As with individual donors, we should cultivate and build relationships with corporate partners that focus on transformational giving rather than transactional giving.

A) Cultivate & Brief

Engage in open dialogue either one-on-one or in a small group. Be sure to listen to how they talk about their vision, needs, and priorities. Build rapport and begin to learn and explore the company’s passions while sharing the emerging needs and opportunities that exist at your organization. This step could consist of multiple conversations or touchpoints. The more we get to know potential partners on an individual level, the easier it will be to propose a customized opportunity for future engagement.
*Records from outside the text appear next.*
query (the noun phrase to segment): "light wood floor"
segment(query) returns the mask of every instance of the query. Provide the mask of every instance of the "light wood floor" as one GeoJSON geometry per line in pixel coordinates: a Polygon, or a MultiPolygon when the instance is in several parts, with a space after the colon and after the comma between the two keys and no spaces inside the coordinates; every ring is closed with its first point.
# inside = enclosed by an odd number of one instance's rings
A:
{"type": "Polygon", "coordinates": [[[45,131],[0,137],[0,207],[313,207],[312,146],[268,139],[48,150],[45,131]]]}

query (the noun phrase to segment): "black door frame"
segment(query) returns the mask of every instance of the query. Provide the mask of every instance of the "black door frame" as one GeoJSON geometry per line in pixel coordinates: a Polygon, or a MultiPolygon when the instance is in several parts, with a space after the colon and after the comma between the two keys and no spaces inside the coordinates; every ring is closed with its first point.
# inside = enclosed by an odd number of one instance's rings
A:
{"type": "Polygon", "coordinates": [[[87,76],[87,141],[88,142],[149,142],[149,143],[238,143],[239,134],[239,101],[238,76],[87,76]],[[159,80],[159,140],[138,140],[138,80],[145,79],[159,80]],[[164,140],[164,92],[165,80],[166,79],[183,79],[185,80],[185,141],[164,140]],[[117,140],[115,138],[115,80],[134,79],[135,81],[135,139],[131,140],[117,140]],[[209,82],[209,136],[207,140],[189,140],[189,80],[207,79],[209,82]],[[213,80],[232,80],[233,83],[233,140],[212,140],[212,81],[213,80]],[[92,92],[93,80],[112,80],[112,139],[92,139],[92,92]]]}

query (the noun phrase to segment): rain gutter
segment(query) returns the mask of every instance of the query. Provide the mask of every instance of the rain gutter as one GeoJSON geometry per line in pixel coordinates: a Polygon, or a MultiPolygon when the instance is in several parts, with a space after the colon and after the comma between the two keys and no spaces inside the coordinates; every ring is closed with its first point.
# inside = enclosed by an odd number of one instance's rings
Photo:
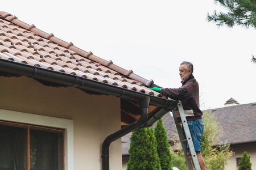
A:
{"type": "Polygon", "coordinates": [[[104,170],[109,169],[109,147],[112,142],[121,138],[133,130],[143,126],[144,125],[145,125],[143,127],[151,126],[168,112],[175,108],[178,103],[176,100],[145,94],[76,75],[46,69],[2,58],[0,58],[0,71],[138,101],[141,110],[141,118],[134,123],[109,135],[104,141],[102,150],[104,170]],[[151,112],[148,118],[149,104],[157,105],[158,107],[151,112]]]}
{"type": "Polygon", "coordinates": [[[177,104],[177,101],[176,100],[163,99],[76,75],[56,71],[2,58],[0,58],[0,71],[53,82],[65,86],[72,86],[78,88],[96,91],[107,95],[113,95],[137,101],[142,101],[145,96],[147,96],[150,97],[150,104],[160,107],[167,108],[170,105],[177,104]]]}

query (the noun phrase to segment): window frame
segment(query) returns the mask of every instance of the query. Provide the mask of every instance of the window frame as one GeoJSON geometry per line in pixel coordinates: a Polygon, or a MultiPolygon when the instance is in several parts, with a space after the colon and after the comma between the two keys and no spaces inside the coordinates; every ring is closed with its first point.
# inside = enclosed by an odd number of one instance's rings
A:
{"type": "Polygon", "coordinates": [[[73,120],[1,109],[0,120],[64,129],[64,169],[74,169],[73,120]]]}

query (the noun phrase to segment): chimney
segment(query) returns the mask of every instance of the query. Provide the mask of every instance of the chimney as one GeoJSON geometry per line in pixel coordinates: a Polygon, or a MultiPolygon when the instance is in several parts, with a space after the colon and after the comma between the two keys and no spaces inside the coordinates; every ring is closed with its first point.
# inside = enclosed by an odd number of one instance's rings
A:
{"type": "Polygon", "coordinates": [[[237,105],[238,104],[239,104],[239,103],[238,103],[237,100],[236,100],[234,99],[233,99],[232,97],[231,97],[226,102],[225,104],[224,104],[224,105],[225,107],[228,107],[230,106],[234,106],[234,105],[237,105]]]}

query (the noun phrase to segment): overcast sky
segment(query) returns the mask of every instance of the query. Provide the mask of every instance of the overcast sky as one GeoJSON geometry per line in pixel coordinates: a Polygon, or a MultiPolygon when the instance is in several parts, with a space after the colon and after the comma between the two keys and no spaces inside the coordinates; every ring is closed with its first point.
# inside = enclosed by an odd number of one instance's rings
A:
{"type": "Polygon", "coordinates": [[[256,102],[256,30],[206,21],[213,0],[3,1],[0,10],[163,87],[194,65],[202,109],[256,102]]]}

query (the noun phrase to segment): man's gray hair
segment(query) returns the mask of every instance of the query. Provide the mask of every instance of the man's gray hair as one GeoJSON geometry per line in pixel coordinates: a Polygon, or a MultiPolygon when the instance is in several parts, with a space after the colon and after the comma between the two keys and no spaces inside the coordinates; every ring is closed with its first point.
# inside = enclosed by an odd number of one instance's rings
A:
{"type": "Polygon", "coordinates": [[[193,64],[191,62],[188,61],[183,61],[180,64],[180,66],[183,65],[186,65],[187,71],[191,70],[191,73],[193,73],[194,67],[193,66],[193,64]]]}

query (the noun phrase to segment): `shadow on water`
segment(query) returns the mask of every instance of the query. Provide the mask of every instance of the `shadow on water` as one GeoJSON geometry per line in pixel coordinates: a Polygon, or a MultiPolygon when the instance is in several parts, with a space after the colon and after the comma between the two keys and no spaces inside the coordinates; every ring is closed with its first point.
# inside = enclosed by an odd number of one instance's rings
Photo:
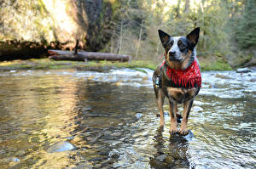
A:
{"type": "MultiPolygon", "coordinates": [[[[171,137],[166,140],[163,137],[163,128],[157,129],[154,137],[156,153],[154,158],[150,158],[149,164],[153,168],[187,168],[189,167],[189,162],[187,158],[187,150],[189,141],[178,134],[171,137]],[[166,143],[167,142],[167,143],[166,143]]],[[[189,131],[189,137],[193,133],[189,131]]]]}

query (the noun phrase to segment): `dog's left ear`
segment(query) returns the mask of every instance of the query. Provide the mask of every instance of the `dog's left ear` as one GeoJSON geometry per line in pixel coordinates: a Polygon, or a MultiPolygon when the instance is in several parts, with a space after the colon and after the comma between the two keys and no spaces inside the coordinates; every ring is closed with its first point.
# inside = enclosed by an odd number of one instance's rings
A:
{"type": "Polygon", "coordinates": [[[193,30],[189,35],[187,35],[187,38],[193,43],[195,47],[198,42],[199,32],[200,27],[197,27],[195,30],[193,30]]]}

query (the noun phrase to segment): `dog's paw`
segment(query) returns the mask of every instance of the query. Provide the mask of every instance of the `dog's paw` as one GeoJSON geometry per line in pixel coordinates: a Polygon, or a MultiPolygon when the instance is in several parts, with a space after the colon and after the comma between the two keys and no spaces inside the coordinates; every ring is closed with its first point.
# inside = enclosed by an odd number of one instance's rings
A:
{"type": "Polygon", "coordinates": [[[181,135],[187,135],[189,133],[189,130],[187,128],[181,128],[178,132],[181,134],[181,135]]]}
{"type": "Polygon", "coordinates": [[[177,132],[177,127],[172,127],[172,128],[170,128],[169,132],[170,132],[171,136],[175,135],[177,132]]]}

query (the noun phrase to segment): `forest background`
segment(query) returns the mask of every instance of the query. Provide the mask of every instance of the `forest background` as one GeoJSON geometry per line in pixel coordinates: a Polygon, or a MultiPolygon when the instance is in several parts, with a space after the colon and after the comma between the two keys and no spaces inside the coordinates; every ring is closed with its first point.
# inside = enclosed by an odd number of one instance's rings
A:
{"type": "Polygon", "coordinates": [[[129,54],[157,65],[164,52],[158,29],[186,36],[201,27],[197,57],[204,70],[256,65],[255,0],[0,3],[2,60],[45,57],[49,48],[72,50],[79,39],[86,51],[129,54]]]}

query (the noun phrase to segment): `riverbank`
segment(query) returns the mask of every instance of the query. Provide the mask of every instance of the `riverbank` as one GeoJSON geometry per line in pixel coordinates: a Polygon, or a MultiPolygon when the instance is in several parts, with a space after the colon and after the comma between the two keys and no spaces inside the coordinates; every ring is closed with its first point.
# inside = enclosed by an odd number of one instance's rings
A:
{"type": "MultiPolygon", "coordinates": [[[[38,70],[38,69],[78,69],[87,70],[104,70],[119,68],[148,68],[154,70],[159,63],[137,60],[131,62],[110,62],[110,61],[55,61],[49,59],[32,59],[27,60],[12,60],[0,62],[0,70],[38,70]]],[[[202,70],[230,70],[231,67],[225,62],[217,60],[211,64],[201,62],[202,70]]]]}

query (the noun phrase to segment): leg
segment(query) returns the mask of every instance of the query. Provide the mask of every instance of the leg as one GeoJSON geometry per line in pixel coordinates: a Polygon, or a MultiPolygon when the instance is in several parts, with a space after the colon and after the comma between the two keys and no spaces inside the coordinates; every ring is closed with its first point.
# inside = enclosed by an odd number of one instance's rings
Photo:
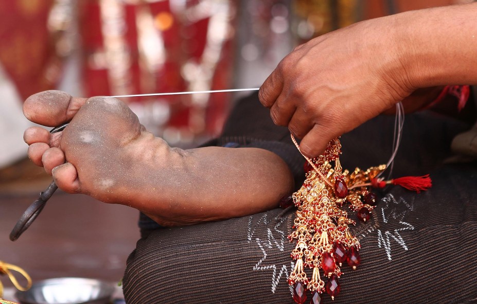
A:
{"type": "Polygon", "coordinates": [[[263,211],[293,189],[290,171],[276,154],[255,148],[171,148],[116,99],[47,91],[29,98],[24,112],[45,126],[70,120],[52,135],[39,127],[24,135],[30,158],[61,189],[133,207],[163,225],[263,211]]]}
{"type": "MultiPolygon", "coordinates": [[[[340,295],[323,303],[475,302],[477,163],[432,176],[433,187],[419,194],[393,188],[372,220],[357,225],[362,264],[342,267],[340,295]]],[[[152,233],[128,260],[127,302],[293,303],[294,245],[286,236],[294,215],[275,209],[152,233]]]]}

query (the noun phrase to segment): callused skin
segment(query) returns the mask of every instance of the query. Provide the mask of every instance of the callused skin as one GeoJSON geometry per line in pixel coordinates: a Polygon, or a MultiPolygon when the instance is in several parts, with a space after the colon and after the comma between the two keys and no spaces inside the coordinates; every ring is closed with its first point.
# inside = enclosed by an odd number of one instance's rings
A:
{"type": "Polygon", "coordinates": [[[277,206],[293,189],[288,166],[256,148],[170,148],[121,101],[46,91],[24,105],[31,121],[52,127],[24,133],[28,156],[58,187],[136,208],[165,226],[244,216],[277,206]],[[66,162],[66,163],[65,163],[66,162]]]}
{"type": "Polygon", "coordinates": [[[477,84],[476,15],[476,3],[449,6],[321,35],[281,61],[260,87],[260,101],[275,123],[303,138],[304,155],[317,156],[399,101],[421,108],[422,98],[409,98],[418,89],[477,84]]]}

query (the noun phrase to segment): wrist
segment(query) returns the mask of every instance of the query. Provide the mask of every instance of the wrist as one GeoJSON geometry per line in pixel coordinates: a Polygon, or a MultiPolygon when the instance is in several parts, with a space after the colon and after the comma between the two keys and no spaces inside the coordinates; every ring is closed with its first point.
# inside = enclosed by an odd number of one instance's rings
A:
{"type": "Polygon", "coordinates": [[[395,15],[397,53],[410,87],[477,82],[476,8],[472,3],[395,15]]]}

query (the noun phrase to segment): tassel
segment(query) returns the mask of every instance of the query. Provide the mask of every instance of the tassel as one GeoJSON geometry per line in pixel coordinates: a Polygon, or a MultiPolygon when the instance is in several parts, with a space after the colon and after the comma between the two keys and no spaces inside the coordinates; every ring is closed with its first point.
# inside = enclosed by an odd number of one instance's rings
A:
{"type": "Polygon", "coordinates": [[[454,85],[449,89],[449,93],[458,99],[457,109],[459,112],[461,112],[469,99],[470,88],[468,85],[454,85]]]}
{"type": "Polygon", "coordinates": [[[405,176],[386,181],[373,178],[371,180],[371,184],[376,188],[384,188],[389,184],[396,185],[419,193],[431,188],[432,181],[429,174],[426,174],[422,176],[405,176]]]}

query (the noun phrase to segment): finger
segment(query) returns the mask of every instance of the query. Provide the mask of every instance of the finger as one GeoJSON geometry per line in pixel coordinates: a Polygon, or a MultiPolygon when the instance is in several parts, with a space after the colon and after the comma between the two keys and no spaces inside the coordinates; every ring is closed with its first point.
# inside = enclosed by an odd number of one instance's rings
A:
{"type": "Polygon", "coordinates": [[[49,144],[50,137],[50,132],[40,127],[30,127],[23,132],[23,140],[28,145],[35,142],[49,144]]]}
{"type": "Polygon", "coordinates": [[[86,100],[61,91],[44,91],[27,98],[23,104],[23,114],[33,122],[56,127],[71,120],[86,100]]]}
{"type": "Polygon", "coordinates": [[[40,167],[43,166],[41,158],[43,153],[50,148],[50,146],[45,142],[36,142],[28,147],[28,157],[33,164],[40,167]]]}
{"type": "Polygon", "coordinates": [[[299,108],[295,111],[288,123],[288,130],[295,137],[303,138],[314,126],[312,120],[303,111],[303,108],[299,108]]]}
{"type": "Polygon", "coordinates": [[[57,186],[63,191],[69,193],[80,192],[78,171],[70,163],[66,163],[53,168],[51,173],[57,186]]]}
{"type": "Polygon", "coordinates": [[[283,89],[282,62],[267,78],[258,91],[258,99],[263,106],[272,106],[283,89]]]}
{"type": "Polygon", "coordinates": [[[284,94],[280,95],[270,108],[270,116],[275,124],[287,126],[296,110],[296,106],[283,96],[284,94]]]}
{"type": "Polygon", "coordinates": [[[59,148],[51,148],[45,151],[41,160],[45,171],[48,174],[51,175],[51,170],[53,168],[64,164],[65,154],[59,148]]]}
{"type": "Polygon", "coordinates": [[[340,135],[332,133],[324,126],[315,124],[300,142],[300,151],[305,156],[316,157],[323,153],[330,140],[340,135]]]}

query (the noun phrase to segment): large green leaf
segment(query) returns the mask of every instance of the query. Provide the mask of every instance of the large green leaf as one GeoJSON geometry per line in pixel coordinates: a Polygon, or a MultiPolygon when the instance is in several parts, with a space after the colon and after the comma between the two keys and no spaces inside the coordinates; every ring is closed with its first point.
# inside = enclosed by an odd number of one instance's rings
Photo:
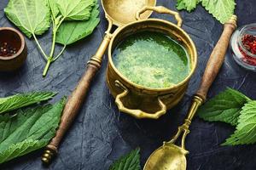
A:
{"type": "Polygon", "coordinates": [[[201,0],[202,6],[222,24],[228,21],[234,14],[235,0],[201,0]]]}
{"type": "Polygon", "coordinates": [[[235,0],[177,0],[176,7],[190,12],[199,3],[222,24],[231,18],[236,6],[235,0]]]}
{"type": "Polygon", "coordinates": [[[186,9],[190,12],[195,8],[199,2],[200,0],[177,0],[176,6],[178,10],[186,9]]]}
{"type": "Polygon", "coordinates": [[[53,92],[34,92],[0,98],[0,114],[50,99],[55,94],[53,92]]]}
{"type": "Polygon", "coordinates": [[[109,170],[140,170],[140,150],[131,151],[125,156],[120,157],[112,166],[109,170]]]}
{"type": "Polygon", "coordinates": [[[68,45],[91,34],[100,22],[98,8],[99,5],[95,5],[89,20],[62,23],[57,31],[56,42],[68,45]]]}
{"type": "Polygon", "coordinates": [[[95,0],[56,0],[57,7],[67,20],[85,20],[90,18],[95,0]]]}
{"type": "Polygon", "coordinates": [[[240,92],[228,88],[207,101],[197,114],[205,121],[220,121],[236,126],[241,107],[249,100],[240,92]]]}
{"type": "Polygon", "coordinates": [[[256,101],[242,107],[236,130],[223,145],[249,144],[256,142],[256,101]]]}
{"type": "Polygon", "coordinates": [[[64,103],[0,116],[0,163],[45,146],[55,133],[64,103]]]}
{"type": "Polygon", "coordinates": [[[50,26],[46,0],[9,0],[4,12],[28,37],[43,34],[50,26]]]}

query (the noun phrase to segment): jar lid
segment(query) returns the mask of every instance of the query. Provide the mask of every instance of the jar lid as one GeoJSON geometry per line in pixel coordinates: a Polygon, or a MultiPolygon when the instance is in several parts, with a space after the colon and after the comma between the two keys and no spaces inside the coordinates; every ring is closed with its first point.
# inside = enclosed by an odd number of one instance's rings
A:
{"type": "Polygon", "coordinates": [[[230,49],[237,64],[256,71],[256,23],[246,25],[233,33],[230,49]]]}

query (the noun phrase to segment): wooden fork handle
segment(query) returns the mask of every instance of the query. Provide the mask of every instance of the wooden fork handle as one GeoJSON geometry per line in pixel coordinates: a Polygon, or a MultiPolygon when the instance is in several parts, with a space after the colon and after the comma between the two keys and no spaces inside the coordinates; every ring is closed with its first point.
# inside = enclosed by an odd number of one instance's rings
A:
{"type": "Polygon", "coordinates": [[[224,63],[231,35],[236,28],[236,16],[233,15],[224,26],[222,35],[208,60],[207,68],[201,79],[201,86],[195,94],[203,100],[206,100],[207,92],[224,63]]]}

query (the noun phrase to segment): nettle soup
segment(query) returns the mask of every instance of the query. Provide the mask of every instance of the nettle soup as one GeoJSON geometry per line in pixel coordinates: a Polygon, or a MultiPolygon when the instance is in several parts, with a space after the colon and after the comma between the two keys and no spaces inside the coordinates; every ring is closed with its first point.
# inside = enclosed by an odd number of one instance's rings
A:
{"type": "Polygon", "coordinates": [[[113,56],[123,76],[146,88],[171,88],[190,71],[186,48],[160,32],[145,31],[128,36],[117,45],[113,56]]]}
Key questions to ask include: What does impact look like for your company? In what ways are you hoping or looking to engage with the community this year? What aspects of our work interest you? Where do you see your company’s priorities aligning with our areas of greatest need?

B) Solicit

Ensure that the company is strategically involved in developing the partnership opportunity. Before making any solicitation, discuss what a partnership with your organization could look like. Be prepared to share impact outcomes, key metrics, and tell a story. Schedule a time to present the partnership opportunity, engage in discussion, and outline how this partnership will help the company achieve its philanthropic goals.

C) Steward

Stewardship is crucial to the longevity of any corporate partnership. Find ways to demonstrate the value of your relationship and consider how you can leverage various mediums to promote the work you are doing together. Get creative on how to engage their employees in your mission—especially if a formal volunteer program is not in place.

Like all donor relationships, building a strong corporate giving strategy requires trust, transparency, shared values, and open communication. Although corporate partnerships may be more complex, the potential impact on your mission can be quite strong. Regardless of where you are in your corporate partnership journey, there are always opportunities to enhance your process, strengthen your relationships, and build a sustainable giving pipeline now and into the future.